Yalçınbayır, alınmasını ifade ettiği tedbirler konusunu ise şöyle genişletti:
"Soruşturma önergesi, araştırma önergesi teklifi, kanun teklifi yapılabilir. Bahçeli'nin de önerisiydi, '17-25 Aralık haftasını Yolsuzlukla Mücadele Haftası ilan ediyorum' demişti. 17-25 Aralık, Yolsuzlukla Mücadele Haftası'dır, bunun kanunlaşması için tekrar teklif verilsin. Araştırma, soruşturma komisyonları kurulması için önerge verilsin, ilgili bakanlıkların ve Sayıştay'ın, Devlet Denetleme Kurulu'nun olayı denetlemesi istensin. Bütün kurumlar üstüne gitmeli, gitmeyenler işlem yapılacağını, gelecekte sorumlu tutulacağını bilmeli. Bizde de İtalya'daki gibi bir Temiz Eller operasyonu başlasın, hukuk olsun istendi hep ama başlayamadı. Geç de olsa zaman yolsuzlukla mücadele zamanıdır. Partilerin şu anda Bayraktar'ın söylediklerini değerlendirip o süreci yönetmeleri, bir strateji geliştirmeleri lazım. Toplumsal barış istiyorsak adaleti hakim kılmalıyız. Güvenilmeyen yönetimin karşısına güvenilir bir yönetim olarak çıkmaktır çözüm."
AKP eleştirisi: 3 Y düştü, yerine yandaşlık ve yalakalık geldi, ehliyet ve liyakat bir yana itildi
“Şimdi ise yeni itiraflar var, sorumlular Yüce Divan'a sevk edilecekse şimdi edilmeli. Topluma da bunu göstermeleri gerekir. ‘Rüşvete karışmadım ama görevimi kötüye kullandım, bütün tapeler doğrudur’ diyor. Meclisin devamlılığı ilkesine göre böyle bir Meclis olabilir mi? Erdoğan Bayraktar anılarını yazsa kendi vicdanında nelerle yüzleşeceğini görür. Birlikte çalıştığı siyasetçilerden belediye başkanlarına kadar kimlerin neler yaptığı ortaya çıkar. Erdoğan Bayraktar yatağında rahat uyuyamamıştır. Adaletten sapanlar ülkeyi felakete sürüklerler.

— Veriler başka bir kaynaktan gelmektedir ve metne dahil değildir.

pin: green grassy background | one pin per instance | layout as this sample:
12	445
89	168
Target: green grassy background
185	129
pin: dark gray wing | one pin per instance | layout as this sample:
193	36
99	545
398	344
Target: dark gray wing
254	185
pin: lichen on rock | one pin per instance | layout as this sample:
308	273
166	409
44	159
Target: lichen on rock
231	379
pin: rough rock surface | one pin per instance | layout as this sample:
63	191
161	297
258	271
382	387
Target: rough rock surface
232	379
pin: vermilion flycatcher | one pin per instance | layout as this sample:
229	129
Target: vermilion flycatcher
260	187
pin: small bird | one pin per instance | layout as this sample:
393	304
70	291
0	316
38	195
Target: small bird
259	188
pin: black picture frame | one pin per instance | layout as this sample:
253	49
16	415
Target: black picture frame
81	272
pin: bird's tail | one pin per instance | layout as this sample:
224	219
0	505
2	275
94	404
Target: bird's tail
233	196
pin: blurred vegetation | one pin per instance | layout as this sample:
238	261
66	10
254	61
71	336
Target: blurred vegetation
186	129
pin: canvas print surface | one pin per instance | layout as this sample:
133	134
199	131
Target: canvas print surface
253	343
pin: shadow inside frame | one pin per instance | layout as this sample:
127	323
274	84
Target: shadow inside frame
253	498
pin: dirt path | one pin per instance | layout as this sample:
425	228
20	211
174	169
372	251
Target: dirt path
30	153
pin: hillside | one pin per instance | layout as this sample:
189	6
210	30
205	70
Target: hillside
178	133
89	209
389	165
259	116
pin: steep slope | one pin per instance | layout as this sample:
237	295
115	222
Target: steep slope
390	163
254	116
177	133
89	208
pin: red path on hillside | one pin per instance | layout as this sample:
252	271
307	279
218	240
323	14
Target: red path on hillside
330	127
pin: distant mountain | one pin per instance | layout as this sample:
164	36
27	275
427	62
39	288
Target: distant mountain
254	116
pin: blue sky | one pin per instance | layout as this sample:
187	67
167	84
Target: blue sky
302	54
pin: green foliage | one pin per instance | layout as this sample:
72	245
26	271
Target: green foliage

Bugün ‘Temiz Eller'e başlama zamanıdır.
Ne söylediler, programa ve tüzüğe ne yazdılar, sonunda ne yaptılar. Dün neydiler, bugün ne oldular. Hiçbir konuda verilen sözler tutulmadı, bugün partinin oy durumu kamuoyu yoklamalarında düştü ama aslında onların da aşağısında."
Röportajın tamamını okumak için tıklayın.
Bayraktar ne demişti?
Bayraktar söz konusu sözlerinin ardından yeni bir açıklamada daha bulunmuş, "Tapeleri ve teknik takip tutanaklarını tarafsız gözle okuyan herkes, dosyanın ne kadar boş olduğunu ve ne kadar zalimce hazırlandığını anlayacaktır" demişti.